Sin embargo, también creía en los rumores que corrían por el displicente pueblo. Lleno de rencor hacia algo o alguien ligado a ella, tanto que la trataban con el mejor desprecio que tenían. Siempre se había preguntado el porqué, pero nunca hizo la pregunta a voz alta. Su madre le dijo una vez: «Las personas juzgan sin conocer, así que no importa lo que digas, hasta que no te conozcan bien no te tratarán diferente» Y así fue. Nunca hizo muchos amigos. Por suerte, unas cuantas personas la trataban con el mismo cariño que ella daba. Uno de ellos, y quizá el más especial, era Dairev.
Se sonrojó al pensar en él. Evadió los pensamientos extraños de su mente, y se concentró en disfrutar el momento que estaba pasando. Justo cuando comenzaba a caer en un profundo sueño, una voz le sacó de sus cavilaciones.

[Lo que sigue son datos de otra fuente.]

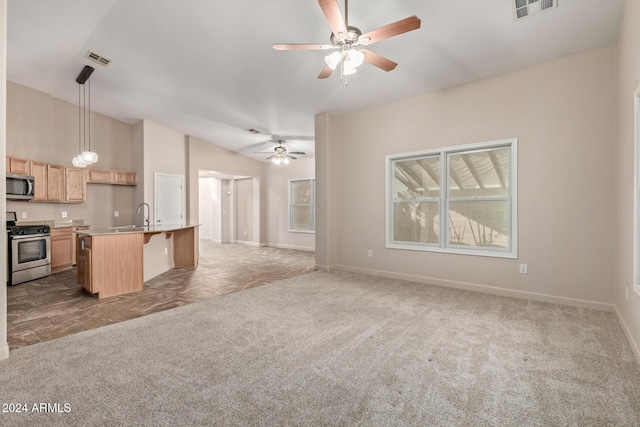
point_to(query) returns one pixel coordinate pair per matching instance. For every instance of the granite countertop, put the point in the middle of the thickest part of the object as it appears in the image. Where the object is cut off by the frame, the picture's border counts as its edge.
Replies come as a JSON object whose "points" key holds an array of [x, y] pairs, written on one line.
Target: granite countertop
{"points": [[136, 229]]}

—¡Lau! Mamá te llama —gritó a lo lejos una voz muy hermosa. Era Margaret, su hermanita menor, que recientemente había cumplido su octavo año de nacimiento.
Ella se levantó con lentitud. No quería irse, pero como usualmente lo hacía, tenía que ir al pueblo. Su familia vivía en términos relativos lejos de él, lo que para ella resultaba ser un alivio. Aunque no siempre, ya que tenía que montar a caballo constantemente para llegar cuando le tocaba hacer unas compras. Eran un par de leguas que tenía que recorrer a caballo, entre un sendero que su padre recientemente había limpiado.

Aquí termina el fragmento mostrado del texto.